I have been toying with the idea of writing this post for a while now, as I tend to get quite a few PMs from people about whether their computer "can do CFD" or not, and asking for build advice. So, here we go!! Going to be quite a long one... (TLDR; skip to the bottom for my build and final summary)
Now, I will preface this post with a few things:
- Information contained here comes from my own research, experience, and conversations with commercial CFD technical experts
- The bulk of this post will be the really fine details of how to choose components, based on how CFD is solved at somewhat fundamental levels of a computer
- This is meant to provide you with "things to keep in mind" when you are looking to build a computer which will be efficient in how it solves CFD-based simulations
- The components I will be using in the main example build below, are expensive ones aimed predominantly at industry applications; however, the same logic applies to single CPU chip builds; and so less powerful components, which are much cheaper, are no different to the big boys toys
- However, I will also try to provide a cheaper alternative and if nothing else, you should be able to pick components which follow the same logic at a much more affordable price for your individual circumstances (I will include my own build as well, for example)
Alrighty... Lets go!!
CPU Chip
- CFD benefits from a higher clock speed chip which has the ability to perform a high number of operations per clock cycle
- Hyperthreading offers no improvement on solve times!! This is because CFD calculations spend a much longer time than average on the actual chip nodes than other operations, and so by hyperthreading, you are creating a bottleneck in your chip which will often result in even slower total solve times
- Clock speed has a large part to play in solver calculation speed, but only within a CPU family; this is because you also need to take into account how many operations a chip can carry out per clock cycle;
- A high-end Xeon can do more operations per clock cycle than a similar clock frequency Core i7 and also has additional capabilities such as AVX2 (which means that it can do more arithmetic operations per clock cycle than other chips)

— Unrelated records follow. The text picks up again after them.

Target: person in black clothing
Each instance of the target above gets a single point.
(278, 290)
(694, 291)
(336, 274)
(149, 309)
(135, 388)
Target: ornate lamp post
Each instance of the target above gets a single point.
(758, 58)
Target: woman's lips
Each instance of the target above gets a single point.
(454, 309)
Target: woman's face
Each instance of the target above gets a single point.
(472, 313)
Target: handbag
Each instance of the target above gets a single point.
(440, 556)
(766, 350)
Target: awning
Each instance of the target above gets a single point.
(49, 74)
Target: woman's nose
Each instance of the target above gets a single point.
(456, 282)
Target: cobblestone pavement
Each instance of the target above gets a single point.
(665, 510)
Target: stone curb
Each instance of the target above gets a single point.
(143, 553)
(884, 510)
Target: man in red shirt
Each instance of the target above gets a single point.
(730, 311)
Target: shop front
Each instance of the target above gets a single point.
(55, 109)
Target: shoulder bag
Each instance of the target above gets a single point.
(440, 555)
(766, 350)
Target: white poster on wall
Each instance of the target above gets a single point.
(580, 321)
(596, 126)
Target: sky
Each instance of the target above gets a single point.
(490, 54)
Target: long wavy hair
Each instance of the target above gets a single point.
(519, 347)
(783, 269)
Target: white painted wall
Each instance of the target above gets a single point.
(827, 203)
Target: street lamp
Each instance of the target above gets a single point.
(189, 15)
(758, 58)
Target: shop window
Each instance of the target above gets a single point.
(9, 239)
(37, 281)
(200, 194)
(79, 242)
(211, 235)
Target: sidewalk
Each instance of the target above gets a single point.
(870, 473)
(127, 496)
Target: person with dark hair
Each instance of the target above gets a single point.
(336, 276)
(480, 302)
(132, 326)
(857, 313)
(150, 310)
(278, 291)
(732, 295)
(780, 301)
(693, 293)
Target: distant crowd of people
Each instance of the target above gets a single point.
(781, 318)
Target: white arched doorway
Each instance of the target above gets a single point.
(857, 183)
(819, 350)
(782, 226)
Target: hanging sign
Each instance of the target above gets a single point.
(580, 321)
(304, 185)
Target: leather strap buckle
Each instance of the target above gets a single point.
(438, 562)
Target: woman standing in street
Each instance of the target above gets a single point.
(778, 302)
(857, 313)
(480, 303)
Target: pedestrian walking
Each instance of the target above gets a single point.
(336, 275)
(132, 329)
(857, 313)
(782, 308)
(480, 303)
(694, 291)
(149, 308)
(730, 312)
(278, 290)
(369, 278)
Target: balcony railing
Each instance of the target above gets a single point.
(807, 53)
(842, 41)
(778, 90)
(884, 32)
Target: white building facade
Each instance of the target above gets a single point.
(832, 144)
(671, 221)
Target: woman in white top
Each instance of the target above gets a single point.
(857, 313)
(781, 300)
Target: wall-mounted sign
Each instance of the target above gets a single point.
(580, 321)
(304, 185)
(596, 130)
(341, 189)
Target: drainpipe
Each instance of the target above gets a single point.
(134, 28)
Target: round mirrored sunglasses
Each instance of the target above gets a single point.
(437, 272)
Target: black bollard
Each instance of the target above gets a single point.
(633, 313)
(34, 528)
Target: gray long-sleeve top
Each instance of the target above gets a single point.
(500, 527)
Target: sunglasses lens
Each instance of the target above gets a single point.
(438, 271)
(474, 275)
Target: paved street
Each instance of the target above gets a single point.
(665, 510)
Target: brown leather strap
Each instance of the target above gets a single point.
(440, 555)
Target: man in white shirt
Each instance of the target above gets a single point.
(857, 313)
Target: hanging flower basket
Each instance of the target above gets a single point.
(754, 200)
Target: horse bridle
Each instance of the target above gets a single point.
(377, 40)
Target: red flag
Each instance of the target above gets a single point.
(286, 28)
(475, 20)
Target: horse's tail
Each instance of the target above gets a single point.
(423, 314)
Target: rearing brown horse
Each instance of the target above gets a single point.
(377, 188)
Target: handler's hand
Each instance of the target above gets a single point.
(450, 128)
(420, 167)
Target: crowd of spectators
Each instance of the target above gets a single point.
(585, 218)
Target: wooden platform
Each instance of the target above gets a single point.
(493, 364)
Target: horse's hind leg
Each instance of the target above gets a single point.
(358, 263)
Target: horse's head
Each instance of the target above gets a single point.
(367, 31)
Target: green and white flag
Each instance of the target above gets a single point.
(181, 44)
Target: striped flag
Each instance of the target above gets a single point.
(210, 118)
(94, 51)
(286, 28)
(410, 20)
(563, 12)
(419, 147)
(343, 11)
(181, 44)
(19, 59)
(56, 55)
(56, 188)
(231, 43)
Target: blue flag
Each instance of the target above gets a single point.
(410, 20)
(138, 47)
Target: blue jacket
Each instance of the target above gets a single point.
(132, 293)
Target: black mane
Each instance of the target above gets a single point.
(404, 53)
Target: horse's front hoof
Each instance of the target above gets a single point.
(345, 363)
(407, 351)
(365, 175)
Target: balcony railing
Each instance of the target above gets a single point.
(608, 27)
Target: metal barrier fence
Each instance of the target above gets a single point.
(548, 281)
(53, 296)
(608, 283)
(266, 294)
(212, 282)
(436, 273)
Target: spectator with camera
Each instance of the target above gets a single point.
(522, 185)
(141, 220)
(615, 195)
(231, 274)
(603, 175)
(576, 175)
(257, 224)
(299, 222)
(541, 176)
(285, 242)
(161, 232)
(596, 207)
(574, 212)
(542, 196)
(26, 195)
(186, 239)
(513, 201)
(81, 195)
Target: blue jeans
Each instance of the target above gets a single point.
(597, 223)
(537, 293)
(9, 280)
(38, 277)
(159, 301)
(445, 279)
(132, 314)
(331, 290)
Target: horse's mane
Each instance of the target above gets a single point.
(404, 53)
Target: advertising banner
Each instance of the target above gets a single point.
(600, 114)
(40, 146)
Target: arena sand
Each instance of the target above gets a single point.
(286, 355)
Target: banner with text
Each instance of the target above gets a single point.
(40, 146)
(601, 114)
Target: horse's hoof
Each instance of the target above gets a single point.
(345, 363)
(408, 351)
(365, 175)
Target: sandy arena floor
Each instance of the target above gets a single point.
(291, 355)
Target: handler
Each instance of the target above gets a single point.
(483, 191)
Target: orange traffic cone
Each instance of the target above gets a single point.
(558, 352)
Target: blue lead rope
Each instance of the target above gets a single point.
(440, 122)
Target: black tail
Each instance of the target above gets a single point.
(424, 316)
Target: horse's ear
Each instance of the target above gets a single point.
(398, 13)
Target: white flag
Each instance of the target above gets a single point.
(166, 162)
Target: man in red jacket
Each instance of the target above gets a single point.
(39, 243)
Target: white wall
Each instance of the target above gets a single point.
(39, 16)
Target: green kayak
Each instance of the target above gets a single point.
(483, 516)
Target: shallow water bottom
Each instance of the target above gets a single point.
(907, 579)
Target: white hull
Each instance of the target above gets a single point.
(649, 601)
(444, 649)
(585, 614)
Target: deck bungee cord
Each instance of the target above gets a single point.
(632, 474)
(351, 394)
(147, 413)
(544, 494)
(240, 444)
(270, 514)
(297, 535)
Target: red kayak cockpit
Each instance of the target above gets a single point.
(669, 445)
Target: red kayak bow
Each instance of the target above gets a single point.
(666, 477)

- I recommend dual socket builds to take advantage of the “per chip” I/O threads from the CPU to RAM which is intensive for CFD as this will at least double computational speeds, if not even more so, due to having more I/O channels and L1, L2 and L3 cache available
- The chips which currently achieve both of these to the highest ability (and have been benchmarked by several companies) are the Intel Gold and Platinum Series which are part of the scalable Intel family
- Given that the 6000-series Gold chips are hexa-channel (rather than the typical high-end consumer quad-channel), this means that the speed of data written and read from CPU to RAM is increased considerably
- The limit of CFD simulation speed is not just limited to the number of channels though; it is the data rate transfer between cores and RAM which is a combination of both the number of channels and memory frequency
- For a typical large mesh count calculation which would benefit from a higher core count, the wait times for data transfer are generally acceptable down to about a ratio of half a memory channel per core
- Therefore, 12-cores for a hexa-channel memory CPU allows for “optimal” performance
- However, the calculation time will still be decreased by going from 12 to 18 cores per CPU, but the wait times will increase; thus leading to a reduced “speed up rate” of the calculation (i.e. instead of 1.4x, perhaps around the 1.1x to 1.2x ratio) and just going from quad-channel to hexa-channel with identical core count, assuming there is wait time already, should speed up calculation time by ~1.2x at least
- Above about 18-cores per CPU, the data wait times become so large that there is no point in using the additional cores on the CPU
- This is particularly so, because turbo-enabled CPU’s will normally turbo-boost the utilised core’s clock speed up if all cores are not currently in use
- AMD have developed an EPYC 8-channel server chip, however, these are not particularly well suited to some CFD calculations at very high core counts per CPU, as data will be coming too fast for even 8-channels to handle without any wait time - not to mention they cost a fortune
- Personally, I favour between 8 and 16-cores per CPU when running CFD calculations, as a trade off between hardware cost per core, cost per machine and the space occupied by machines if you are installing them in racks
- Overclocking CPUs is discouraged, as it is highly dependant on your suppliers ability to adequately spec the motherboard relative to the new clock speed; simulations with overclocked CPUs have, in the past, crashed randomly as either data was lost, or the motherboards would burn out through continuous use at a frequency above their design specification - proceed at your own risk!!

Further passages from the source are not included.